China Aoyuan Group has become the latest mainland developer to default on its financial obligations, announcing Wednesday that it would not make payments on $1.09 billion in offshore notes scheduled to mature in the next three years, including two sets of bonds coming due within the next four days.
“Having given careful consideration to its liquidity and in order to preserve its limited cash resources and maintain fairness among all of its creditors pending a holistic debt restructuring”, the group will no longer make interest or principal payments on notes maturing on Thursday of this week, on Sunday of next week and in June 2023 and June 2024, Aoyuan said in a filing with the Singapore Exchange, where the dollar bonds are listed.
The Guangzhou-based group, which ranked as China’s 31st largest developer in terms of contracted sales as of the third quarter of 2021, said a continued market downturn and the dampening of purchasers’ confidence had hindered the realisation of inventories and disposal of assets. As a result, unaudited contracted sales in 2021 fell 9 percent year-on-year to RMB 121.03 billion ($19 billion).

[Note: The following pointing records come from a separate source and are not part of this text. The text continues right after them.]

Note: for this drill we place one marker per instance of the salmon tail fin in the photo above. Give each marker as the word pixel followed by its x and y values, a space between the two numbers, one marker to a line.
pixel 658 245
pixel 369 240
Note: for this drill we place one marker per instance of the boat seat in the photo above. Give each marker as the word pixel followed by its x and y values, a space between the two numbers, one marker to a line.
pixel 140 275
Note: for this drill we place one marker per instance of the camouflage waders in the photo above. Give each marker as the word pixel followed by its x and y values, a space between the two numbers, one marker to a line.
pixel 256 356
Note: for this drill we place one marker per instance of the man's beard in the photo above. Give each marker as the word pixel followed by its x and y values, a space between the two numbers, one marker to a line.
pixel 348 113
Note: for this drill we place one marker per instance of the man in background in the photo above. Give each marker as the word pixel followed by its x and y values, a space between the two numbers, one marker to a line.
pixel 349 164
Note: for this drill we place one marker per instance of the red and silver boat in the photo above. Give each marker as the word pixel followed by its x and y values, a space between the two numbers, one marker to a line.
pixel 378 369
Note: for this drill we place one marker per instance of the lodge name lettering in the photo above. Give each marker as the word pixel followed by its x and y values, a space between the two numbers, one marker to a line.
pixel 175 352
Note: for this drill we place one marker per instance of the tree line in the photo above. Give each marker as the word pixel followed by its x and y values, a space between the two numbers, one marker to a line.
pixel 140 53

“Events of default will occur (or have occurred) under all other offshore financial indebtedness of the group,” Aoyuan chairman Guo Zi Wen said in the filing, noting that management continues to work with advisors on a restructuring proposal to present to creditors and other stakeholders.

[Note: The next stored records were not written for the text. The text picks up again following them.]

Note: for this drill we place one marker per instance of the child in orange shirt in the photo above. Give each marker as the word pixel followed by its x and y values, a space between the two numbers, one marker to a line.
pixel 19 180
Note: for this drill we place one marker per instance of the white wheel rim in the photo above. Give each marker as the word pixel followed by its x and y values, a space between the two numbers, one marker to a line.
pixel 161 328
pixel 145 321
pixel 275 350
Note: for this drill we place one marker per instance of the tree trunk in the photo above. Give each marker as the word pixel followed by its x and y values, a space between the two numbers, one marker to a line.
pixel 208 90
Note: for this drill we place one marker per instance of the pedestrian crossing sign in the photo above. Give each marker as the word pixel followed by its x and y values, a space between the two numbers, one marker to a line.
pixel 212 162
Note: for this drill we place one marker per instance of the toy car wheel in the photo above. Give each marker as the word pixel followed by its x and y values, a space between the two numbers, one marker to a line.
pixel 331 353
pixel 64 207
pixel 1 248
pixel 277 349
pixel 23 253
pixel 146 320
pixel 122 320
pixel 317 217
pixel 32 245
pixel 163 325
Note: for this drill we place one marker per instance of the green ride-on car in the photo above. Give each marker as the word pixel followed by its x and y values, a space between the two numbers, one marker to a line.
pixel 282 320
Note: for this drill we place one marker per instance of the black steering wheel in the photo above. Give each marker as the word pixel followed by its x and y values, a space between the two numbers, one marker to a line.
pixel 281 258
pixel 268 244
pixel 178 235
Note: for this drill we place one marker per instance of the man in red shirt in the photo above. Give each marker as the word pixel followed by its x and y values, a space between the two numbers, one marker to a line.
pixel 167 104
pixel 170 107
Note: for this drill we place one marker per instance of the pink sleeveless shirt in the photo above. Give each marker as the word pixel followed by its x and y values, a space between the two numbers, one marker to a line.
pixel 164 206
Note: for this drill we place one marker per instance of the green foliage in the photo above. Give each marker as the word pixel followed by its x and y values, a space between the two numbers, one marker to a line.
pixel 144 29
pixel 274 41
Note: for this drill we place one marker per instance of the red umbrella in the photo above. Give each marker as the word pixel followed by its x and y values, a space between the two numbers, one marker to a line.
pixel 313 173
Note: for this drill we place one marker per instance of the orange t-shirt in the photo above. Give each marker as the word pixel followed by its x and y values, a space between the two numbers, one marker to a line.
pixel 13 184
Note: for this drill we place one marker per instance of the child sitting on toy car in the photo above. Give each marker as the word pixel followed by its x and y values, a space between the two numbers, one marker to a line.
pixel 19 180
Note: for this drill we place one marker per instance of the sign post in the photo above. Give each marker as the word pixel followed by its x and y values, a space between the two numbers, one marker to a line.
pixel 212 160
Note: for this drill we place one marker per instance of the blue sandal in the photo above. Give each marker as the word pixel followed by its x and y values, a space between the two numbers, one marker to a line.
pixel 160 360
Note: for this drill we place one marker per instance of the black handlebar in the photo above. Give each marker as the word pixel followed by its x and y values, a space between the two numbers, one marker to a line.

Insolvency Proves Contagious
In addition to the four sets of notes mentioned, Aoyuan’s outstanding offshore debt includes a $350 million bond maturing in 2027, according to the group’s interim report for 2021.
The planned restructuring will see Aoyuan join the roster of Chinese real estate firms looking to work through their dollar debt pile, including China Evergrande Group, Kaisa Group Holdings and Modern Land.

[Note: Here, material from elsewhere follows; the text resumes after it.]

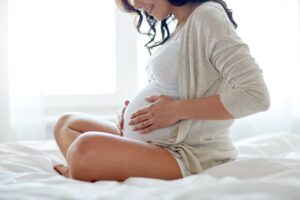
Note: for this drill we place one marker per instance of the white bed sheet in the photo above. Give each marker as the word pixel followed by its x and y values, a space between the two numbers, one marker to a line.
pixel 268 168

Despite Wednesday’s grim news, Hong Kong-listed Aoyuan shares jumped more than 3 percent in Thursday trading, in a session that saw Chinese developers’ stocks rise sharply in price in response to interest rate cuts and reports of eased funding restrictions.
Chinese news site The Paper reported earlier this month that Aoyuan was in talks to sell four or five of its overseas projects at a combined amount of RMB 3 billion.
“Several properties in Canada and Australia may be disposed of,” the developer told The Paper. “All high-quality projects are under negotiation.”
Road to Restructuring
As 2021 drew to a close, a series of unwelcome events had raised doubts about Aoyuan’s continued ability to service debts.
In November, Aoyuan agreed to sell off a redevelopment project in Hong Kong’s Mid-Levels to raise cash, anticipating an estimated loss of HK$176.6 million (now $22.6 million) on the disposal.
On 3 December, business information site Reorg reported that an onshore subsidiary of Aoyuan had proposed to repay investors in RMB 6 billion ($942 million) of its overdue investment products in instalments or with properties such as apartments, office buildings and parking spaces worth at least RMB 9 billion.
Then in late December, Hong Kong hedge fund Nine Masts Capital joined Citibank in taking legal action to recoup more than $131 million owed to them by Aoyuan. The claim arose from “alleged events of default” under a credit agreement that included certain non-payment events disclosed in a company announcement earlier in December.